Rock-bottom natural gas prices are undercutting Minnesota's taxpayer-supported efforts to expand home-grown energy sources like wood chips and cornstalks.
Minnesota has spent more than $11 million in taxpayer and utility funds to advance technologies that burn biomass for heat and electric generation or convert it to a synthetic gas. Now, it's getting difficult for the technology to compete.
"The era of low-priced natural gas has blunted opportunities for biomass and other renewables," said Doug Tiffany, an agricultural economist at the University of Minnesota.
Natural gas prices have dropped by half since their peak in 2008 as exploration using hydraulic fracturing opened new gas fields in shale formations beneath Texas, Pennsylvania and elsewhere.
What's been a bonanza for those states has been just the opposite for Chippewa Valley Ethanol in Benson, Minn., 125 miles west of the Twin Cities. The cooperative spent more than $20 million in 2008 on a system that gasifies wood chips and corncobs.

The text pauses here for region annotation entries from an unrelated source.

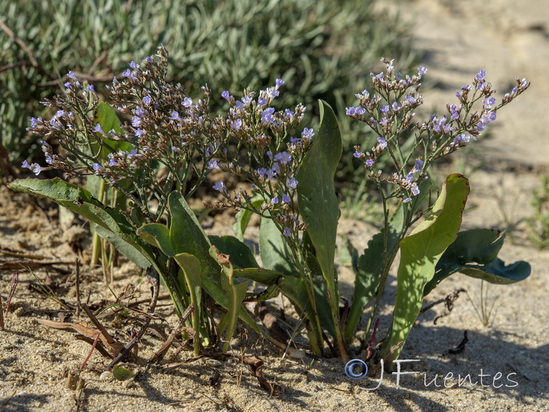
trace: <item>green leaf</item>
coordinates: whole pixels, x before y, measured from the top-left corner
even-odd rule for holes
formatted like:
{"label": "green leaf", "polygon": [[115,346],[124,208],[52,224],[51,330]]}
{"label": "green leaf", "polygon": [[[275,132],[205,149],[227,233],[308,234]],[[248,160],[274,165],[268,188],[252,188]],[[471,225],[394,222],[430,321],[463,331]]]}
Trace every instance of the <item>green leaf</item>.
{"label": "green leaf", "polygon": [[[334,177],[341,158],[341,135],[331,107],[319,101],[320,126],[298,174],[299,210],[327,287],[332,312],[338,310],[334,260],[340,210]],[[335,312],[334,312],[335,313]]]}
{"label": "green leaf", "polygon": [[113,368],[113,375],[117,380],[128,380],[135,376],[135,372],[117,365]]}
{"label": "green leaf", "polygon": [[167,256],[173,257],[183,249],[174,250],[170,237],[170,229],[161,223],[148,223],[137,229],[137,234],[149,244],[158,247]]}
{"label": "green leaf", "polygon": [[[387,237],[387,254],[391,255],[398,248],[398,239],[402,231],[405,208],[399,205],[389,224]],[[383,261],[384,233],[376,233],[368,242],[368,247],[358,258],[358,271],[355,278],[353,300],[351,301],[343,337],[346,341],[356,332],[357,325],[368,302],[373,297],[379,286],[385,263]],[[367,332],[367,331],[366,331]]]}
{"label": "green leaf", "polygon": [[133,262],[138,266],[146,269],[150,266],[150,262],[139,249],[129,243],[122,240],[110,230],[102,226],[96,226],[97,234],[109,243],[113,244],[119,252]]}
{"label": "green leaf", "polygon": [[[121,240],[137,249],[152,264],[156,265],[152,249],[136,234],[135,227],[126,216],[115,209],[105,206],[87,190],[58,177],[51,180],[18,179],[8,184],[8,186],[14,190],[49,198],[110,230]],[[159,272],[162,271],[159,269]]]}
{"label": "green leaf", "polygon": [[436,264],[434,276],[425,285],[426,296],[441,282],[453,273],[460,272],[499,284],[524,280],[530,275],[530,265],[517,262],[505,266],[497,258],[505,234],[498,230],[474,229],[460,232]]}
{"label": "green leaf", "polygon": [[[252,201],[252,207],[257,209],[261,207],[264,203],[263,199],[257,199]],[[253,212],[247,209],[241,209],[237,214],[236,214],[236,222],[233,225],[233,230],[235,231],[237,238],[239,240],[244,241],[244,232],[248,227],[248,224],[250,222],[250,219],[252,218]]]}
{"label": "green leaf", "polygon": [[191,296],[191,303],[194,308],[193,311],[193,329],[194,329],[196,333],[194,354],[197,356],[200,350],[198,334],[200,332],[200,319],[202,319],[202,289],[200,288],[202,284],[200,280],[202,267],[200,261],[189,253],[178,253],[174,258],[179,267],[181,268],[181,272],[183,272],[183,279],[179,279],[180,284],[184,283],[185,285],[182,285],[182,286],[187,286],[186,288],[182,287],[182,289],[189,291]]}
{"label": "green leaf", "polygon": [[229,255],[235,269],[259,268],[255,258],[245,243],[234,236],[208,236],[220,253]]}
{"label": "green leaf", "polygon": [[227,313],[224,317],[220,325],[220,333],[226,328],[225,342],[223,344],[223,352],[226,352],[231,343],[231,339],[235,333],[239,314],[242,310],[242,302],[246,298],[246,292],[248,288],[248,281],[240,282],[233,277],[233,264],[226,255],[220,253],[215,246],[209,250],[210,255],[213,258],[223,270],[224,276],[222,276],[221,282],[227,295]]}
{"label": "green leaf", "polygon": [[[405,342],[423,299],[423,288],[434,275],[435,265],[456,239],[469,194],[469,182],[451,174],[443,185],[430,215],[400,242],[397,297],[393,326],[384,352]],[[398,358],[402,347],[390,356]]]}
{"label": "green leaf", "polygon": [[216,302],[226,308],[227,298],[221,285],[220,266],[209,253],[211,244],[194,212],[178,192],[170,194],[168,207],[172,216],[170,238],[173,249],[198,259],[202,265],[204,288]]}
{"label": "green leaf", "polygon": [[290,247],[270,219],[261,219],[259,225],[259,254],[266,268],[287,276],[300,277]]}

The technology worked, and for a time furnished about 20 percent of the adjacent ethanol plant's process heat. But as the price of natural gas dropped, the plant resumed using it. The gasifier has been idle more than a year.
"The opportunity to displace natural gas has basically gone away, at least in the near term, with the shale-gas revolution," said William Lee, CEO of Frontline BioEnergy, the Ames, Iowa-based company whose biomass-gasification technology was used in Benson. He said the company is adapting its technology to gasify refuse, which may offer better economics.